Como é feito o controle
Em no máximo sete dias os estabelecimentos farmacêuticos são obrigados a lançar, em um sistema nacional da saúde, a relação de entradas e saídas de medicamentos controlados, o que não ocorre com os antibióticos. Ainda não há nenhuma obrigação oficial de registro desse tipo de medicamento.
Os livros de registros dos estabelecimentos são comparados com a quantidade de remédios vendidos e as prescrições retidas. Entre os antibióticos que passam a ter prescrição médica obrigatória estão: amoxilina, azitromicina, cefalexina, eritromicina, metranidazol, neomicina e tetraciclina.

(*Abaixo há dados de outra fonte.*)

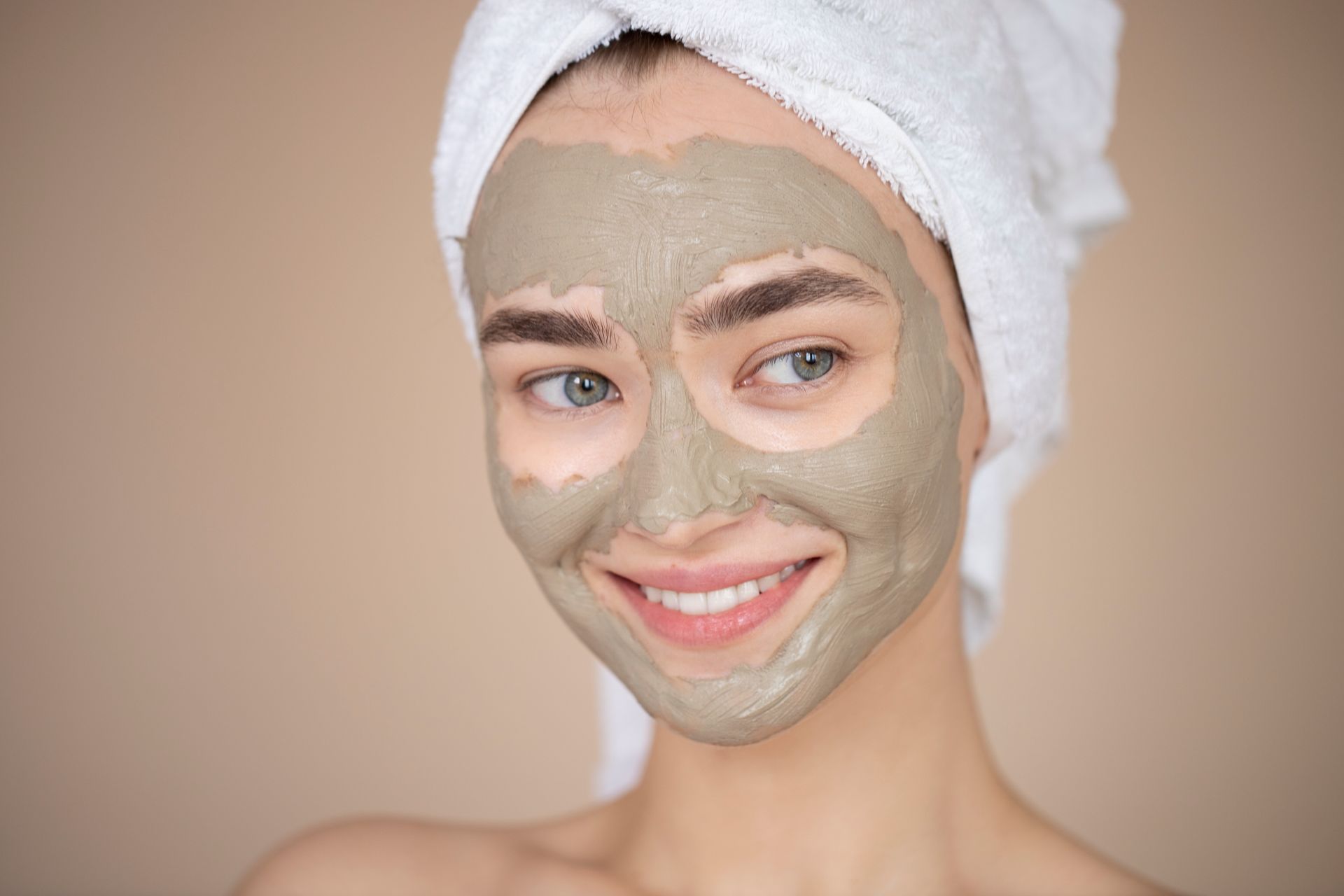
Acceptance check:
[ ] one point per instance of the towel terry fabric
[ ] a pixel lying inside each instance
(988, 117)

O que determina a lei 11.343 sobre o crime
Artigo 33
Importar, exportar, remeter, preparar, produzir, fabricar, adquirir, vender, expor à venda, oferecer, ter em depósito, transportar, trazer consigo, guardar, prescrever, ministrar, entregar a consumo ou fornecer drogas, ainda que gratuitamente, sem autorização ou em desacordo com determinação legal ou regulamentar:
Pena – reclusão de cinco a 15 anos e pagamento de 500 a 1,5 mil dias/multa
Artigo 38
Prescrever ou ministrar, culposamente, drogas, sem que delas necessite o paciente, ou fazê-lo em doses excessivas ou em desacordo com determinação legal ou regulamentar:
Pena – detenção, de seis meses a dois anos, e pagamento de 50 a 200 dias/multa. A condenação é comunicada ao Conselho Federal da categoria profissional a que pertence o agente
É ilegal:
Vender antibióticos e medicamentos controlados sem prescrição médica, nota fiscal e sem informar o sistema de saúde no controle geral;
Indicar dosagens de medicamentos a clientes sem receituário.
Crime:
Tráfico de entorpecentes;
Prescrição ilegal.
O que mudou desde o dia 28 de novembro de 2010
A Agência Nacional de Vigilância Sanitária (Anvisa) determinou que esses medicamentos, assim como os controlados, deverão ser vendidos sob prescrição médica;
O paciente deverá ficar com uma via da receita de controle especial, carimbada pela farmácia, como comprovante do atendimento. A outra ficará retida no estabelecimento farmacêutico;
A validade é de dez dias;
A receita deve informar o nome do medicamento ou da substância prescrita sob a forma de Denominação Comum Brasileira (DCB), dosagem ou concentração, forma farmacêutica, quantidade e posologia; nome completo do paciente; nome do médico, registro profissional, endereço completo, telefone, assinatura e marcação gráfica (carimbo); identificação de quem comprou o remédio, com nome, RG, endereço e telefone; data de emissão. O que hoje ocorre em poucas farmácias.
Deve ser anotada pela farmácia a data, quantidade e número do lote do remédio, no verso. Na embalagem e no rótulo dos medicamentos contendo substâncias antimicrobianas deve constar, na tarja vermelha, em destaque a expressão: “Venda sob prescrição médica – Só pode ser vendido com retenção da receita”. A mesma frase deve constar com destaque na bula dos medicamentos.